Recent data reports have added little color to the economic outlook, but that may change soon enough. The advance GDP report should show the economy advancing at a moderate pace, but results are likely to remain mixed across sectors. Fed officials were close to raising rates in September, but recent figures probably haven’t been compelling enough to force action at the November 1-2 policy meeting. The employment report will be subject to the usual uncertainties, but job growth has slowed, if only reflecting tighter job market conditions.
Investors place far too much significance in the headline GDP growth figure. This is the advance estimate (arriving Thursday) and will be subject to large revisions. However, the story ought not to change much. Consumer spending growth (roughly 70% of GDP) was likely moderate – slower than the second quarter’s blistering 4.4% pace, but better than the first quarter’s 1.6%. Business fixed investment and residential homebuilding are likely to have been soft. A slowing trend in inventory growth subtracted significantly from headline GDP growth in recent quarters, making the economy appear weaker than it really is. An inventory rebuild was expected to fuel stronger GDP growth in 3Q16, but now that contribution appears likely to have been much more modest. Foreign trade ought to add, largely reflecting a surge in agricultural exports.

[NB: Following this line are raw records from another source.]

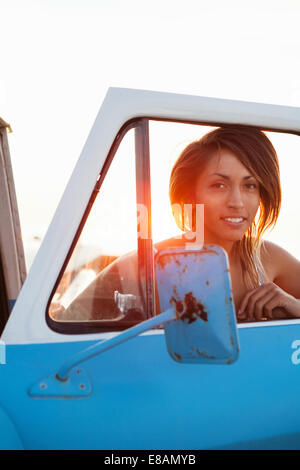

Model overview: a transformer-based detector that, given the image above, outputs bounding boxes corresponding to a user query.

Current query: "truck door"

[0,89,300,450]
[0,119,26,332]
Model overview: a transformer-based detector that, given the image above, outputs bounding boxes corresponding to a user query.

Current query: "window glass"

[49,121,300,329]
[49,129,148,322]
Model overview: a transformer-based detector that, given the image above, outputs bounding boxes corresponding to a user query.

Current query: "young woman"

[170,126,300,321]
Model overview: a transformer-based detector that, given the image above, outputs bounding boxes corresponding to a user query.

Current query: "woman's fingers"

[238,282,291,321]
[238,283,274,319]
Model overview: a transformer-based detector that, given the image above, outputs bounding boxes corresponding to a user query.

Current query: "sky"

[0,0,300,268]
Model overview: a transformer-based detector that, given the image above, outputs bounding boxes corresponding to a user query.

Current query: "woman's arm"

[238,242,300,321]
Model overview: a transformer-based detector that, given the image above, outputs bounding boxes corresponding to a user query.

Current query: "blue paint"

[156,245,239,364]
[0,324,300,449]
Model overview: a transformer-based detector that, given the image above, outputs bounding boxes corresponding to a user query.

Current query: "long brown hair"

[169,125,281,287]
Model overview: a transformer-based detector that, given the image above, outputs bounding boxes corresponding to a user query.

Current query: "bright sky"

[0,0,300,264]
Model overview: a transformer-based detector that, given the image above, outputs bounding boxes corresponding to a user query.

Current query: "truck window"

[49,119,300,332]
[49,123,149,326]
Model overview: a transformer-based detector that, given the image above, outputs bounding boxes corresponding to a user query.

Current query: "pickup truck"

[0,88,300,450]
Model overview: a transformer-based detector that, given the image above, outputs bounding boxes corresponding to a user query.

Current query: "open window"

[48,118,300,333]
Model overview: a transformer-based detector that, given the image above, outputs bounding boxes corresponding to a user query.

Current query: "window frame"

[45,116,300,335]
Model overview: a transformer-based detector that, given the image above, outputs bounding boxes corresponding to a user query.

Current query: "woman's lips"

[221,217,247,228]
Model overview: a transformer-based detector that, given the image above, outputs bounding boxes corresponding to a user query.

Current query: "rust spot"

[193,348,216,359]
[170,297,183,314]
[173,285,179,299]
[170,289,208,324]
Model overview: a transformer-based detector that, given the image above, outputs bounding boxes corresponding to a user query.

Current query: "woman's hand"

[237,282,300,321]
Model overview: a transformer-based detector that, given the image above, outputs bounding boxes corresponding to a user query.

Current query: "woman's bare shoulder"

[261,240,300,296]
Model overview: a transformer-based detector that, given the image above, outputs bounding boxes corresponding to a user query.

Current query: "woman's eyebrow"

[210,173,255,180]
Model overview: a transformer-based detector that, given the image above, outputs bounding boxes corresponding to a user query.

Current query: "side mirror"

[28,245,239,398]
[155,245,239,364]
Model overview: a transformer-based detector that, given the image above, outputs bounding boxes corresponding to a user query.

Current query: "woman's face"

[196,149,260,249]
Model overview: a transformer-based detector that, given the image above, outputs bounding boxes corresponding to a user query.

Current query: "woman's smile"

[196,149,260,250]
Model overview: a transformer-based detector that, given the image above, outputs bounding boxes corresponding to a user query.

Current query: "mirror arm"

[56,308,175,382]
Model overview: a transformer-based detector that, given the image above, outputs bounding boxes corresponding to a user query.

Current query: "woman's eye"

[211,183,225,189]
[246,183,257,189]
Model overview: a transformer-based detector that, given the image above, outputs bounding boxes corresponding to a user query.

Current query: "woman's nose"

[228,188,244,208]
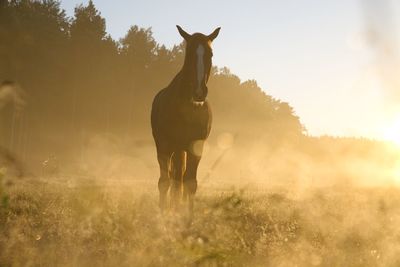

Job growth was especially strong in 2014 and 2015, recovering more of the slack generated in the financial crisis. However, the trend appears to have slowed this year. That likely reflects tighter labor market conditions. Late in the job market recovery, tight conditions typically lead to higher wages and many of those on the sidelines (out of work, but not officially counted as “unemployed”) will return to the workforce. Wage growth is still moderate, but higher than in recent years, and labor force participation has begun to rise.